Fortunately, Matt is flying a jet pack and is able to chase her down,
link up, and get them both back to the shuttle. When they find their
shuttle completely gutted and useless, they have to set off together,
jet-packing from one orbit to the next to get to a space station that
might contain a way back to earth.
It isn't that Gravity doesn't try to
be more than a great-looking, action set-piece. The story attempts
some character development with the revelation that Dr. Stone lost a
young daughter to an accident a few years before the mission. This
has apparently left her depressed, or reticent, or walled off or
maybe single-mindedly driven. It's never really clear. We just know
it had an EFFECT, and now it's part of what she has to work through
to survive. As she does this, “Gravity” dips it's toe into
Existentialism, but we are never allowed to care enough about the
characters to make the philosophy matter. As far as we know, only
human beings have Existentialist crises, and Dr. Stone is more a
cipher than a fully-fleshed human character. The same is true for
the action. There is lots of flying through space with earth in the
background, bashing into space stations and grappling madly for a
hand-hold, and it all looks awesome, but there never seems to be much
at stake. Neither astronaut seems to care much whether they make it
or not, and I never cared much either.
In spite of that, Alfonso Cuaron
probably did earn his Academy Award for Best Director. “Gravity”

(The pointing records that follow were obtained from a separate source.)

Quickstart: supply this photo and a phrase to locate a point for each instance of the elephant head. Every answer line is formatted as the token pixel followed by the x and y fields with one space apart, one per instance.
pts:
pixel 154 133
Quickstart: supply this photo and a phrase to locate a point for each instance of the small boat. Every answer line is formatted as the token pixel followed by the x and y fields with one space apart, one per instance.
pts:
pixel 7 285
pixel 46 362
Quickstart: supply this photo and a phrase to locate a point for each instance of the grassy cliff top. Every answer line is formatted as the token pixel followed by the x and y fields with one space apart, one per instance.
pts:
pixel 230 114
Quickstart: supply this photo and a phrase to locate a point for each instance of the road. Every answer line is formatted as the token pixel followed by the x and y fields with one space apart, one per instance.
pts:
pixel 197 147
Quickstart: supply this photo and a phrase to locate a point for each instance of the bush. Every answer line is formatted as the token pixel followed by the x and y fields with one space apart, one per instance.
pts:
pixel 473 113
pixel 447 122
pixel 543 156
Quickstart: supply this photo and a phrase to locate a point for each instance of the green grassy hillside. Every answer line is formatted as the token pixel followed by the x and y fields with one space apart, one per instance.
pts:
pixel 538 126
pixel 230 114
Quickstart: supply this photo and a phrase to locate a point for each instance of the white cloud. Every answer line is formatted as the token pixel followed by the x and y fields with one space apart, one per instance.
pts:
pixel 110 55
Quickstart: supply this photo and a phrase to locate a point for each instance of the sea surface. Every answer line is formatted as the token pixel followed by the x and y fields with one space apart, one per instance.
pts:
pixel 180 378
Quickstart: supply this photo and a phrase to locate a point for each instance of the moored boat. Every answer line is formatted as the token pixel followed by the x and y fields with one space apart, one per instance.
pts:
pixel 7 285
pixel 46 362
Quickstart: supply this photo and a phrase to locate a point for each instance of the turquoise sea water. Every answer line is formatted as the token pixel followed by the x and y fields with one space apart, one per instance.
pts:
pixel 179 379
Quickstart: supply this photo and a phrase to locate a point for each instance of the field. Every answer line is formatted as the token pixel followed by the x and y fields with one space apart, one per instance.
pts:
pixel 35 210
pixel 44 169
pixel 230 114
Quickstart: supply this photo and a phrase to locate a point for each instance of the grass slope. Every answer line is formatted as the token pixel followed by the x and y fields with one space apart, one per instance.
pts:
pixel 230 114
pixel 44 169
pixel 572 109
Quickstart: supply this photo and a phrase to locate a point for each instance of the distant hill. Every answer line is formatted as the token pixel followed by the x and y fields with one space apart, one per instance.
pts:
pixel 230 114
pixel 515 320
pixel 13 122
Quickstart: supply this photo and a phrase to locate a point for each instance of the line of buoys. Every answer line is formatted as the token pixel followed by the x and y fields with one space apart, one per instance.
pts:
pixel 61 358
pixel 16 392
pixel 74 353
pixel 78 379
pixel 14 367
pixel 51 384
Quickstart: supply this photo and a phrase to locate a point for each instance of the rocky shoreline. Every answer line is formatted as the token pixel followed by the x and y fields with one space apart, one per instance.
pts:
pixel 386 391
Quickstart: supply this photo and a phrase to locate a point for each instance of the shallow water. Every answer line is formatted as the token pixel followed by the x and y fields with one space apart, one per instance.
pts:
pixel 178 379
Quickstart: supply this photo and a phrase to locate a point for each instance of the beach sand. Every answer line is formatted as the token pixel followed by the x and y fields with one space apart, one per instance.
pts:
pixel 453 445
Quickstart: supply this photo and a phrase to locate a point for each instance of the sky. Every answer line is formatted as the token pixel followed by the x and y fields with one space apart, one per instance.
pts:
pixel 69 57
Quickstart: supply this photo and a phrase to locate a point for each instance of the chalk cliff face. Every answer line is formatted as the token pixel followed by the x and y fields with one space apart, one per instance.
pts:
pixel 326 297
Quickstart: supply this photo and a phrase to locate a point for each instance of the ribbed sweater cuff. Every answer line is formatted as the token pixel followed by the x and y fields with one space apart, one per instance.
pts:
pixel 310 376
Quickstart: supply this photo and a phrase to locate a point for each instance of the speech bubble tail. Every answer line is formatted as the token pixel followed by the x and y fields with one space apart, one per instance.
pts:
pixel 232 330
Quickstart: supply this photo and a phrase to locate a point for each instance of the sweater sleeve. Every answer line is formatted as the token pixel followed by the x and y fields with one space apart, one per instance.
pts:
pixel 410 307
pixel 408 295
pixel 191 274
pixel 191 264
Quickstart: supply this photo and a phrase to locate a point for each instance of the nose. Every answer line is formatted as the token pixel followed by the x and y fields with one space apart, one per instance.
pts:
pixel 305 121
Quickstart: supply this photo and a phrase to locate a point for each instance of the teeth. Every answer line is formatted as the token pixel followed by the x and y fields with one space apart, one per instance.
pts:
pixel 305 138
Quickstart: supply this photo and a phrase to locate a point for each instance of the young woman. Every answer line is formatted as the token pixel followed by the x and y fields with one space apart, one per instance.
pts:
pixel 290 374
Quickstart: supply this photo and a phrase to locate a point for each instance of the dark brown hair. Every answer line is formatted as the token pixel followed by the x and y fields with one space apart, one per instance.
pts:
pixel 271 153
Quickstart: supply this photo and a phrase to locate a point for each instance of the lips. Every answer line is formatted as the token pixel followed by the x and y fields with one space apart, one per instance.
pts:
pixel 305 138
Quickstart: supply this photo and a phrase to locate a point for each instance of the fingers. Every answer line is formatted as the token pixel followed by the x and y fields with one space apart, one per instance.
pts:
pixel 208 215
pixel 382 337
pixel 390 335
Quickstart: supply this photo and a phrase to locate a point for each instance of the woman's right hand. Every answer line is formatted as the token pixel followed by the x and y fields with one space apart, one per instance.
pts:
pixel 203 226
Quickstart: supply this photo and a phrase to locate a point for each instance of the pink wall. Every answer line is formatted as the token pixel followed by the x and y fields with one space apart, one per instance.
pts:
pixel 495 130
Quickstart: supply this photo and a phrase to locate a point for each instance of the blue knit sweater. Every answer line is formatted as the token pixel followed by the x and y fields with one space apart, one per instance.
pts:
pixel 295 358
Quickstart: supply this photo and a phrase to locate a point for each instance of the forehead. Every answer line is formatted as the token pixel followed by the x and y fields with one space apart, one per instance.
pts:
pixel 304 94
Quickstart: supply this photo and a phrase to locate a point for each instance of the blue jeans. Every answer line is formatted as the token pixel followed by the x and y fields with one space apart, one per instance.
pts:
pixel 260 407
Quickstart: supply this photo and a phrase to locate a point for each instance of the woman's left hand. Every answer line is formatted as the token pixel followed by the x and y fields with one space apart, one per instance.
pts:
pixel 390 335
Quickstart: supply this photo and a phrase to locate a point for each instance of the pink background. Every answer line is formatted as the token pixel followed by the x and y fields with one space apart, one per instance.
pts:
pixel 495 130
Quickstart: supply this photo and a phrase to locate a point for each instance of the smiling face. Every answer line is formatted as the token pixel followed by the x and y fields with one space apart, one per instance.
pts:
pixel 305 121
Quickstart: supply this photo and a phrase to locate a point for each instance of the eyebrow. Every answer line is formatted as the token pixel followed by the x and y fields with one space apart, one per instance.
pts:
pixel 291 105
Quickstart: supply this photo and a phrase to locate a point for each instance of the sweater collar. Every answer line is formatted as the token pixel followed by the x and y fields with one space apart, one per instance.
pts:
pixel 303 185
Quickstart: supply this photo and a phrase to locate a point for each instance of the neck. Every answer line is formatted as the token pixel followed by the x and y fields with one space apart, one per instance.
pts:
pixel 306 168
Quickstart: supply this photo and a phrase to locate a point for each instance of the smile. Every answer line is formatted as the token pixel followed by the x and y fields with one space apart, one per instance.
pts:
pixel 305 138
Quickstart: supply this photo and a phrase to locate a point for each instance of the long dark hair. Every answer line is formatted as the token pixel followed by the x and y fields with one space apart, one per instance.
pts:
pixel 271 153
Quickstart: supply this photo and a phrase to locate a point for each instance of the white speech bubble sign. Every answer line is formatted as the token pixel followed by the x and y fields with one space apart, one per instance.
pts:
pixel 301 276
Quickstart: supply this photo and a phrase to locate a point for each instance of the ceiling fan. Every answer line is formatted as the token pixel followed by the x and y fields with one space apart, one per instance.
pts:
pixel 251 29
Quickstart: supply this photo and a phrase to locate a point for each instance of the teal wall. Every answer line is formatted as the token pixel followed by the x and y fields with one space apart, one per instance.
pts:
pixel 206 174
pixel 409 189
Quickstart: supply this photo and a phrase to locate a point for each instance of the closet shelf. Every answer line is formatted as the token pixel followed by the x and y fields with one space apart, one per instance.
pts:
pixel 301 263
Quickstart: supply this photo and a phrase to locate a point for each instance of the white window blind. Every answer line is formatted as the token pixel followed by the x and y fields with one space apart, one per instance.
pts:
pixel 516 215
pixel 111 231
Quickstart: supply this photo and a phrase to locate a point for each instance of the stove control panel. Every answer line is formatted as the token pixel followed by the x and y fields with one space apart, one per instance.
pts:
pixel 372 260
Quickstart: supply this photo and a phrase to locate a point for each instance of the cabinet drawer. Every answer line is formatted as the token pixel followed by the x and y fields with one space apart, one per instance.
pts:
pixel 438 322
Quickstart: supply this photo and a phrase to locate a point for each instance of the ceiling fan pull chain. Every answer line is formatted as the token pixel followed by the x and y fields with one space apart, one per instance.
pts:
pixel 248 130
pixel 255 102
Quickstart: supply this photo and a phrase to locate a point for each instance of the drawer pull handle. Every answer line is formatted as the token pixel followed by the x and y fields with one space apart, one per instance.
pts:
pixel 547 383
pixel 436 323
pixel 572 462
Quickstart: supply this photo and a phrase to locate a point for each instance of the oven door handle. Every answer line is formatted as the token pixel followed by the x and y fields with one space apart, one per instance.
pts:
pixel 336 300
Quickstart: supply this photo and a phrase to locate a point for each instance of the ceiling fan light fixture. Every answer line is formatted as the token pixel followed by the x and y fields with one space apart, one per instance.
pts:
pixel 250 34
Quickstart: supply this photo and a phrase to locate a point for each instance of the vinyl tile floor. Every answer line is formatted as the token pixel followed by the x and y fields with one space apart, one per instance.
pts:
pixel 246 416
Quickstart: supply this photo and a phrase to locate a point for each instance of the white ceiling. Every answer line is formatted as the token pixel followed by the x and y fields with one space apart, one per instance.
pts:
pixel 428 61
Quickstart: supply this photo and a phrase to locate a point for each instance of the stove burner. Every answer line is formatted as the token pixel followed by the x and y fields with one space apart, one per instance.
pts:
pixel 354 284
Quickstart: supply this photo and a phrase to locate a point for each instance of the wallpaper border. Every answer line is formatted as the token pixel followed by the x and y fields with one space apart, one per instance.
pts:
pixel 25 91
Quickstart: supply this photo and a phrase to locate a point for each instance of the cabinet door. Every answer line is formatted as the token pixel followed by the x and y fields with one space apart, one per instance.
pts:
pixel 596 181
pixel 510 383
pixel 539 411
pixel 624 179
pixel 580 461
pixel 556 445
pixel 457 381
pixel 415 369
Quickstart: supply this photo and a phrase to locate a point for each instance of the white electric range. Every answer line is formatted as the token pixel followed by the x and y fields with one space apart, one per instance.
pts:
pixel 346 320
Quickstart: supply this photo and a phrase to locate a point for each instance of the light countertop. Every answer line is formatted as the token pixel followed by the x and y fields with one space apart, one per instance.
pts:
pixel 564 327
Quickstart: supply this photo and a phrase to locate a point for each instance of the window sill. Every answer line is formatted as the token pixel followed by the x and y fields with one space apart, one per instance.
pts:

is stunningly filmed, with fast-paced, zero-gravity action that would
keep you on the edge of your seat if it were happening to characters
in whom you had any investment. Sandra Bullock is as good as always,
but George Clooney seems to phone this one in. In any event, neither
is given very much to do.
For me, I suppose, “Gravity”
suffers from its own hype. Had I come into this film without
expectations, I might have been wowed. It is a pretty cool film if
you just view it as a 90 minute short. As a full-length feature,
however, “Gravity” lacks, well, gravitas.